For the first time, State Industries Promotion Corporation of Tamil Nadu Ltd (Sipcot) will explore a new model of having joint ventures (JV) with landowners to develop industrial parks across Tamil Nadu. This will be a win-win for both Sipcot and land owners, say experts.

The State-owned Sipcot has set the ball rolling by issuing a Request for Expression of Interest (REOI) recently from land owners to develop the JV industrial parks across Tamil Nadu to enable all districts to become industrial hubs. This comes more than a year after Chief Minister Edappadi K Palaniswami announced such a plan for Sipcot in the Assembly.

The earlier model of Sipcot was to acquire land and develop the parks. While continuing with this model, Sipcot will hand-hold developers through JVs, said J Kumaragurubaran, Managing Director, Sipcot. Land owners with more than 100 acres can partner with Sipcot. The project will be developed by them with Sipcot lending its brand and providing all necessary help, he added.

Sipcot has so far developed 23 industrial complexes/parks, including seven sector specific Special Economic Zones across Tamil Nadu in about 34,000 acres spread over 15 districts. It also has land banks across the State for prospective and new age industries to enhance their manufacturing footprint.

New model

In the new model, Sipcot will have a minority shareholding of 2-11 per cent in the JV depending upon the capital-intensive nature of the development of the industrial park, he told BusinessLine .

The promoter (private company) will undertake the design, development, operations and maintenance of the industrial park.

In the proposed JV industrial parks, Sipcot’s role will be limited to providing equity in the form of paid-up capital/contribution of government poramboke land (dry land); rendering its brand name; ensuring smooth transfer of the benefits extended by the State government for the industrial units proposed to be set up in this JV park and rendering its knowledge and expertise in development and operations of the park (if required by the promoter), the REOI document said.

As per Government Order issued by the Industries Department on March 13, 2020, the Industrial parks developed in JV with Sipcot, will be granted 50 per cent exemption on stamp duty on the value set forth in the instruments by the JV company.

Financially viable

Shobhit Agarwal, Managing Director and CEO of Anarock Capital, a real-estate services company, said Sipcot’s new model not only addresses the multi-fold challenges of land acquisition but is also more financially viable in the current scenario as real estate costs have escalated across cities.
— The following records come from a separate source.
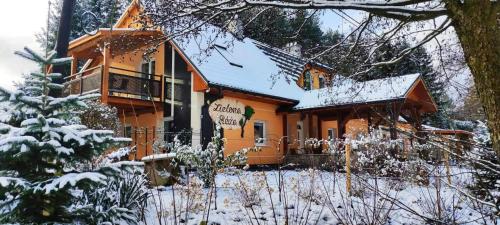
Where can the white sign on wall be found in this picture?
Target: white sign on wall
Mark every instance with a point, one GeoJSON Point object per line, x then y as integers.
{"type": "Point", "coordinates": [228, 113]}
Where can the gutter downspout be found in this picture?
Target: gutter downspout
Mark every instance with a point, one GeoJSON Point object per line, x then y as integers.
{"type": "Point", "coordinates": [63, 40]}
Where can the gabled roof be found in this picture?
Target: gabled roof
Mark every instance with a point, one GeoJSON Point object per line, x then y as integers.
{"type": "Point", "coordinates": [225, 61]}
{"type": "Point", "coordinates": [291, 65]}
{"type": "Point", "coordinates": [346, 91]}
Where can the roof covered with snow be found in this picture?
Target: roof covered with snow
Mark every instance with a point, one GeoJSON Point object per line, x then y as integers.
{"type": "Point", "coordinates": [346, 91]}
{"type": "Point", "coordinates": [239, 64]}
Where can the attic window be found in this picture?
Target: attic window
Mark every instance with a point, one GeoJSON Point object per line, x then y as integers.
{"type": "Point", "coordinates": [307, 81]}
{"type": "Point", "coordinates": [321, 81]}
{"type": "Point", "coordinates": [226, 55]}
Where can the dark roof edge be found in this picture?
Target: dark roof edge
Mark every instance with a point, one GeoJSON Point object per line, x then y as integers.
{"type": "Point", "coordinates": [292, 101]}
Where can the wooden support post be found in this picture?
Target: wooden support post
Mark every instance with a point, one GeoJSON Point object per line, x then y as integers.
{"type": "Point", "coordinates": [447, 165]}
{"type": "Point", "coordinates": [341, 125]}
{"type": "Point", "coordinates": [320, 131]}
{"type": "Point", "coordinates": [74, 64]}
{"type": "Point", "coordinates": [105, 73]}
{"type": "Point", "coordinates": [285, 134]}
{"type": "Point", "coordinates": [394, 121]}
{"type": "Point", "coordinates": [348, 167]}
{"type": "Point", "coordinates": [369, 118]}
{"type": "Point", "coordinates": [310, 125]}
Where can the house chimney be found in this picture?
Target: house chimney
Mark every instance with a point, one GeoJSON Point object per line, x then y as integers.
{"type": "Point", "coordinates": [294, 48]}
{"type": "Point", "coordinates": [235, 26]}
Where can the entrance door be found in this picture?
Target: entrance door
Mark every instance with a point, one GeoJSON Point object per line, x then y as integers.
{"type": "Point", "coordinates": [300, 133]}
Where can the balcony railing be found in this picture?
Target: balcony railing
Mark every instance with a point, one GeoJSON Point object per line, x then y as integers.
{"type": "Point", "coordinates": [134, 84]}
{"type": "Point", "coordinates": [122, 83]}
{"type": "Point", "coordinates": [83, 82]}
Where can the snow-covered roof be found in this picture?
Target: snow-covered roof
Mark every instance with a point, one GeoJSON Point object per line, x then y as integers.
{"type": "Point", "coordinates": [436, 130]}
{"type": "Point", "coordinates": [345, 91]}
{"type": "Point", "coordinates": [238, 64]}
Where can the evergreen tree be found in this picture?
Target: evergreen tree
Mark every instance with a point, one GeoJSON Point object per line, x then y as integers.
{"type": "Point", "coordinates": [271, 27]}
{"type": "Point", "coordinates": [471, 109]}
{"type": "Point", "coordinates": [106, 12]}
{"type": "Point", "coordinates": [43, 148]}
{"type": "Point", "coordinates": [305, 29]}
{"type": "Point", "coordinates": [419, 61]}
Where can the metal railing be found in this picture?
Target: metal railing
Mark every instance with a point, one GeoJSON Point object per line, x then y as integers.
{"type": "Point", "coordinates": [134, 84]}
{"type": "Point", "coordinates": [86, 81]}
{"type": "Point", "coordinates": [122, 83]}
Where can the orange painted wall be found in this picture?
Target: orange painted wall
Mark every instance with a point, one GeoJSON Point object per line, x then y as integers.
{"type": "Point", "coordinates": [292, 120]}
{"type": "Point", "coordinates": [271, 153]}
{"type": "Point", "coordinates": [355, 127]}
{"type": "Point", "coordinates": [325, 125]}
{"type": "Point", "coordinates": [315, 73]}
{"type": "Point", "coordinates": [142, 141]}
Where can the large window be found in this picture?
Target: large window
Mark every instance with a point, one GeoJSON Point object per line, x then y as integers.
{"type": "Point", "coordinates": [259, 132]}
{"type": "Point", "coordinates": [127, 130]}
{"type": "Point", "coordinates": [321, 81]}
{"type": "Point", "coordinates": [332, 133]}
{"type": "Point", "coordinates": [148, 67]}
{"type": "Point", "coordinates": [307, 80]}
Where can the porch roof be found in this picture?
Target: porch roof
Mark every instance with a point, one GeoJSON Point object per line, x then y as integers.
{"type": "Point", "coordinates": [122, 40]}
{"type": "Point", "coordinates": [224, 61]}
{"type": "Point", "coordinates": [345, 91]}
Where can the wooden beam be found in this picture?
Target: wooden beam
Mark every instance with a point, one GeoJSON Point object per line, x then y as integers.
{"type": "Point", "coordinates": [105, 74]}
{"type": "Point", "coordinates": [285, 133]}
{"type": "Point", "coordinates": [320, 135]}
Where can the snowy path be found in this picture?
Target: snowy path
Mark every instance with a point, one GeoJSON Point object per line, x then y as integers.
{"type": "Point", "coordinates": [311, 197]}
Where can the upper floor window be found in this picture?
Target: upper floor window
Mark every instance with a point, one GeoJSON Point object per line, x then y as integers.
{"type": "Point", "coordinates": [332, 133]}
{"type": "Point", "coordinates": [307, 80]}
{"type": "Point", "coordinates": [321, 81]}
{"type": "Point", "coordinates": [148, 67]}
{"type": "Point", "coordinates": [259, 133]}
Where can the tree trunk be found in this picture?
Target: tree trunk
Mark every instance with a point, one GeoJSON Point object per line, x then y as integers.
{"type": "Point", "coordinates": [477, 27]}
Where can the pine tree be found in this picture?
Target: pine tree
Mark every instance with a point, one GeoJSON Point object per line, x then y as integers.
{"type": "Point", "coordinates": [106, 12]}
{"type": "Point", "coordinates": [305, 30]}
{"type": "Point", "coordinates": [271, 27]}
{"type": "Point", "coordinates": [43, 150]}
{"type": "Point", "coordinates": [419, 61]}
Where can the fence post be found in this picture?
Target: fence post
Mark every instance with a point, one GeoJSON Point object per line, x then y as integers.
{"type": "Point", "coordinates": [348, 167]}
{"type": "Point", "coordinates": [447, 164]}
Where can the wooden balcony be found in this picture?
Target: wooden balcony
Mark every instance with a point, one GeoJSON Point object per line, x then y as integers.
{"type": "Point", "coordinates": [121, 83]}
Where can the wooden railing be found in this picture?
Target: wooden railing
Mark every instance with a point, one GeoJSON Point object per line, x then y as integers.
{"type": "Point", "coordinates": [122, 83]}
{"type": "Point", "coordinates": [83, 82]}
{"type": "Point", "coordinates": [134, 84]}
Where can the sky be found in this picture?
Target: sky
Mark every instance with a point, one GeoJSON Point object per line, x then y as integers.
{"type": "Point", "coordinates": [31, 15]}
{"type": "Point", "coordinates": [22, 20]}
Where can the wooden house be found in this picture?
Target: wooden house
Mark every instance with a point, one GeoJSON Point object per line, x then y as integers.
{"type": "Point", "coordinates": [173, 90]}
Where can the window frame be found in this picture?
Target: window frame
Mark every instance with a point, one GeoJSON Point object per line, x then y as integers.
{"type": "Point", "coordinates": [308, 80]}
{"type": "Point", "coordinates": [125, 127]}
{"type": "Point", "coordinates": [321, 81]}
{"type": "Point", "coordinates": [334, 133]}
{"type": "Point", "coordinates": [151, 68]}
{"type": "Point", "coordinates": [264, 133]}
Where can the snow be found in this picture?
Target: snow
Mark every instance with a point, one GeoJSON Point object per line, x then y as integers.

By opting for the JV route, both these issues can be minimised to the maximum for Sipcot, he added.

This also gives private landowners with large tracts of vacant land an opportunity to put their land to proper use. Given that demand for the industrial and warehousing sector is expected to go up significantly amid Covid-19, it is a good opportunity for developers or private landowners to join hands with the State-owned agency.

Getting financial aid and attracting investors will also be much easier since the State-owned agency Sipcot would be involved. Besides this, investors may also be able to avail themselves of some of the benefits that Sipcot industrial estate enjoys such as 50 per cent exemption of stamp duty, among others, he said.